Grounded Boeing 737 Max jets
A number of grounded Southwest Airlines Boeing 737 MAX 8 aircraft are shown parked at Victorville Airport in Victorville, California, U.S., March 26, 2019. (Photo: REUTERS/Mike Blake/File Photo)

The Boeing Company continues to reel from the crashes of two 737 MAX 8 jetliners, with earnings plunging 21 percent in the first quarter and losses exceeding $1 billion attributable to this fiasco.

The world's largest planemaker reported both lower revenue and profits compared to a year ago. Before the crash of an Ethiopian Airlines 737 MAX 8 in March and the subsequent ground of all MAX lanes worldwide, Boeing expected to report improved results in the quarter.

As a consequence of all these negative factors, Boeing said it can no longer stand behind its earlier outlook predicting results to results improve by year-end.

Boeing reported first-quarter revenue of $22.9 billion, GAAP earnings per share of $3.75 and core earnings per share (non-GAAP) of $3.16. These figures reflected lower 737 deliveries partially offset by higher defense and services volume. Boeing generated operating cash flow of $2.8 billion and paid $1.2 billion of dividends.

Overall profits fell 13.2 percent to $2.1 billion. Earnings from operations increased by 12% to $847 million compared to the same period last year. Operating margin was up 1.1 points to 12.8%, reflecting gains from property sales partially offset by unfavorable mix.

Boeing said the previously issued 2019 financial guidance does not reflect 737 MAX impacts.

"Due to the uncertainty of the timing and conditions surrounding return to service of the 737 MAX fleet, the new guidance will be issued at a future date," said Boeing in a statement.

Boeing claims it's making steady progress on the path to final certification for a software update for the 737 MAX. It announced the completion of 135 test and production flights of the software update.

It continues to work closely with global regulators and airline partners to comprehensively test the software and finalize a package of training and educational resources.

"Across the company, we are focused on safety, returning the 737 MAX to service, and earning and re-earning the trust and confidence of customers, regulators, and the flying public," said Boeing Chairman, President, and CEO Dennis Muilenburg.

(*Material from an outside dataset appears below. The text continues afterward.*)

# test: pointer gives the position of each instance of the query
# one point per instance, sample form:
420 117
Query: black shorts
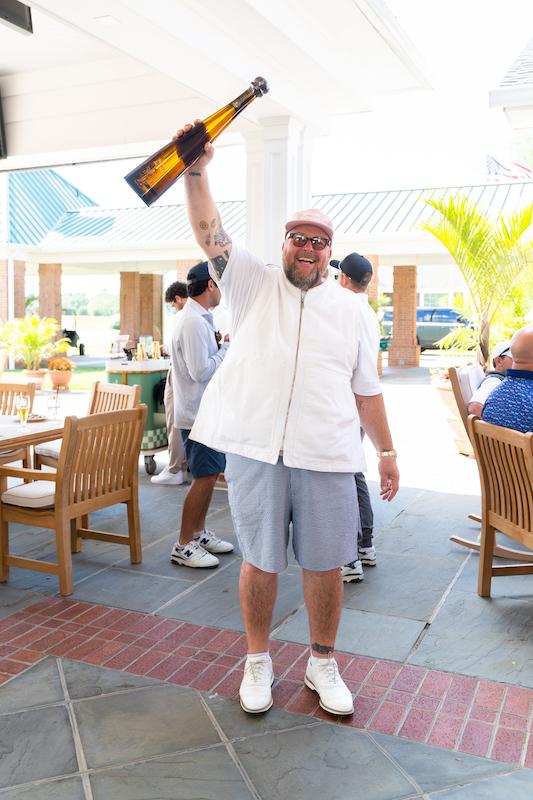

"As we work through this challenging time for our customers, stakeholders and the company, our attention remains on driving excellence in quality and performance and running a healthy sustained growth business built on strong, long-term fundamentals."

Muilenburg said he couldn't comment on the ongoing investigation into Boeing's role in the two crashes of its 737 MAX, but said he's confident there was no slip or gap in the certification process by Boeing or aviation authorities that led to the crashes.

"We're very confident that when the fleet comes back up, the Max will be one of the safest airplanes ever to fly," he said.

Boeing said its backlog of orders stands at $487 billion for more than 5,600 commercial jets. It had $7.7 billion in cash on hand as of the end of March.